3.) Under what conditions is it guaranteed that $r^* + s^* = (r + s)^*?$
4.) If $\operatorname{gr}_I(R)$ is a domain, then by Eisenbud's exercise, we have that $r^* s^* = (rs)^*.$ Under what other conditions is it guaranteed that $r^* s^* = (rs)^*?$
Thanks in advance for your time and consideration.
Note that each $I^n/I^{n+1}$ is an abelian group (in fact an $R$-module). So $\bigoplus_{n \ge 0} I^n/I^{n+1}$ inherits an abelian group structure from these. In particular, if $a=\sum^{\infty}_{n=0} r_n$ and $b=\sum^{\infty}_{n=0} r'_n$ with $r_n,r'_n \in I^n/I^{n+1}$ and only finitely many $r_n$'s and $r'_n$'s nonzero, then $a+b=\sum^{\infty}_{n=0} (r_n+r_n')$.
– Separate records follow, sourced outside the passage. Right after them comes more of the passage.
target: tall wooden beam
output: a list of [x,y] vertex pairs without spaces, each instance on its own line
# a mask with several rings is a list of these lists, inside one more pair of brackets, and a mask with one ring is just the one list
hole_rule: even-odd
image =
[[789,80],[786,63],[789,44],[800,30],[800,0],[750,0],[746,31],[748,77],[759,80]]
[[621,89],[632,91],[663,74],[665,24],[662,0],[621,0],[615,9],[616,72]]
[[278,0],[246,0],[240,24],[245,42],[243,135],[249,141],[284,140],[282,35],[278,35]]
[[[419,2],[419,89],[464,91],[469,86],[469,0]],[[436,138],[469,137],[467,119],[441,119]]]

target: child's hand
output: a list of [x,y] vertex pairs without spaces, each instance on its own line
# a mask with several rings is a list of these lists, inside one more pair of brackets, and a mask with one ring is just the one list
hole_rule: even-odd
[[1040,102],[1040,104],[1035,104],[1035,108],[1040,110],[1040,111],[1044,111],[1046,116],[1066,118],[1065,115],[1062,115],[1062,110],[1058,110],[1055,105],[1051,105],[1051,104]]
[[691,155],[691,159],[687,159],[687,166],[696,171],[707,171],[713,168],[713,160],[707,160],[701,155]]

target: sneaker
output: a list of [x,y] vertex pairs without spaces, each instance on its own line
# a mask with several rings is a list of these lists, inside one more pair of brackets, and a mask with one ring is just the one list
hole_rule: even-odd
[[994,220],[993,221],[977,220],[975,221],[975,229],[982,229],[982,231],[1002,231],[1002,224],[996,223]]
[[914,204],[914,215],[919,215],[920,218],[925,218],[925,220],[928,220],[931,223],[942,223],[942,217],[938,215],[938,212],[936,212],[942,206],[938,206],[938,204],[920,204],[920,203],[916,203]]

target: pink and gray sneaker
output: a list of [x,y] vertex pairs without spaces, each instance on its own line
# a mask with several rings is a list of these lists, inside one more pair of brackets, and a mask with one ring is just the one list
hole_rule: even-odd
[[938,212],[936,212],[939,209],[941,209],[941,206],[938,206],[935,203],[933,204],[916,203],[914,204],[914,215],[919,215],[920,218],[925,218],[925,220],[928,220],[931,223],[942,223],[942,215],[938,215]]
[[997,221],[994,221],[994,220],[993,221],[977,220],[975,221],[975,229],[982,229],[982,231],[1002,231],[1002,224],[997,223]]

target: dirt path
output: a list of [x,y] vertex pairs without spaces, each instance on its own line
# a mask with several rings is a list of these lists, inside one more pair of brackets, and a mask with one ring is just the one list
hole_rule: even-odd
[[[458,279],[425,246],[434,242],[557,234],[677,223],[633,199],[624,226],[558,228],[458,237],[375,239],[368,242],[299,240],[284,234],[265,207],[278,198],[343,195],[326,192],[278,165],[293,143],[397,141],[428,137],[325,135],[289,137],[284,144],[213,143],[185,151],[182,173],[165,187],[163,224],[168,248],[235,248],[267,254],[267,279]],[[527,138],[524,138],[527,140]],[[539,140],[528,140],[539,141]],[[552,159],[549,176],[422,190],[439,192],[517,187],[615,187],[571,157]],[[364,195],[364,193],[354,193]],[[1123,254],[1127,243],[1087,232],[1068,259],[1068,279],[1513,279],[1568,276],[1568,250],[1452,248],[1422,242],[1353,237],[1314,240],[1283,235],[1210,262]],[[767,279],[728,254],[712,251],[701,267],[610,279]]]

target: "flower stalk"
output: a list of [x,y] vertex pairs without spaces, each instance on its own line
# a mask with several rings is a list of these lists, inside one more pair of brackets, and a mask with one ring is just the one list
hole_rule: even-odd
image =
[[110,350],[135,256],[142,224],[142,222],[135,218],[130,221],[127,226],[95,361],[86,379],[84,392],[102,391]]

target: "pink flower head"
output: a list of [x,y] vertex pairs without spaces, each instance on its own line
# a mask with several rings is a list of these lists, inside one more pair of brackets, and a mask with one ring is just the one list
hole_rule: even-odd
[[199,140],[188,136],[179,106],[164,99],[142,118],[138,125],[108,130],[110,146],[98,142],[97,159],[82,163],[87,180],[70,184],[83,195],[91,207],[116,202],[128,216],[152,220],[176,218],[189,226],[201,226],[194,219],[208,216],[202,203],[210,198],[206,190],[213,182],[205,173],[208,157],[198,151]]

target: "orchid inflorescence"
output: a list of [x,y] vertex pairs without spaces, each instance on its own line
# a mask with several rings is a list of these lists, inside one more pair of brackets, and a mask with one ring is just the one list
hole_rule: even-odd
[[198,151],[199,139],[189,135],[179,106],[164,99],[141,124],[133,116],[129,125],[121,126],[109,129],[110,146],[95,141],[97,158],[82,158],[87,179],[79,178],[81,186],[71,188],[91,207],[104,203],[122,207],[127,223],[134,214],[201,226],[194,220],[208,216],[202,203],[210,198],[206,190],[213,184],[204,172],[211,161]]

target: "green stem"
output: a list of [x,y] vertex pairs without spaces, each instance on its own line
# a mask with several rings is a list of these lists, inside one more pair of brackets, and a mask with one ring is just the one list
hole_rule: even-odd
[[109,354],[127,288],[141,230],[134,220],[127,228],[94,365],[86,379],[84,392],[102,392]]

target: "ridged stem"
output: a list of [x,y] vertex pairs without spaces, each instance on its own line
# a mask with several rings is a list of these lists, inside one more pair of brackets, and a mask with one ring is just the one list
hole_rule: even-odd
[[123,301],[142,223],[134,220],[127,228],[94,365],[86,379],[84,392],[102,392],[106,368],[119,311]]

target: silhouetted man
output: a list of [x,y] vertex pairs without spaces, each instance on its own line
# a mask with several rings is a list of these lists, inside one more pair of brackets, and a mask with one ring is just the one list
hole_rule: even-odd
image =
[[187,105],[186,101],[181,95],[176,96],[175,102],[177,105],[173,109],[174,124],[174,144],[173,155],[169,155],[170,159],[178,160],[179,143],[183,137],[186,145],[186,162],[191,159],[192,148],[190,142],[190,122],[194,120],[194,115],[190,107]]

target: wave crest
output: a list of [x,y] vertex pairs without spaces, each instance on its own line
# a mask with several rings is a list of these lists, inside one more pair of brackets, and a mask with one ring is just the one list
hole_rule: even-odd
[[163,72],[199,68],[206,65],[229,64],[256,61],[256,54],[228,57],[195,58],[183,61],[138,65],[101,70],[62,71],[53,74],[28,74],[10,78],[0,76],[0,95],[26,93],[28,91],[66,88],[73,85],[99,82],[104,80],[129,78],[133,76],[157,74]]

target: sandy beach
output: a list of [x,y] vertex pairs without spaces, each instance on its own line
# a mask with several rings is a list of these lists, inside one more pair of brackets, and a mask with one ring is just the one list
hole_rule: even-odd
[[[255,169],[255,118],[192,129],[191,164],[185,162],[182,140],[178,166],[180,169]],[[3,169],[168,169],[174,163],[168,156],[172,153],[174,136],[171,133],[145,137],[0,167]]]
The initial form map is not additive even in the nicest of circumstances. For example, take $R=k[\![x]\!]$ (or $R=k[x]$), and $I=(x)$. Then $\operatorname{gr}_I(R) \cong k[x]$. Let $a=x+x^2$ and $b=-x+x^3$. Then $a^*=x$ and $b^*=-x$. But $(a+b)^*=x^2+x^3$ while $a^*+b^*=0$. You should be careful, however, the exercise you mention asks you to prove something false. Indeed, we could also take $a=x$ and $b=x^2$. Of course, $a^*=x$ and $b^*=x^2$, but $(a+b)^*=(x+x^2)^*=x$. Perhaps the best amendment to the exercise is to add the assumption that $r^*$ and $s^*$ have the same degree.
In fact, additivity holds for all $r,s \in R$ if and only if $I=I^2$. Indeed, if $x \in I-I^2$, then we set $a=-1$ and $b=1+x$. We have $a^*=-1$ and $b^*=1$ so $a^*+b^*=0$ while $(a+b)^*=x^* \ne 0$. The case where $I=I^2$ is easy to verify. Of course, in this case, the associated graded ring is just $R/I$ and the initial form map the natural surjection $R \to R/I$, so it's not super interesting.
The takeaway from this is that the initial form map is never meaningfully a homomorphism.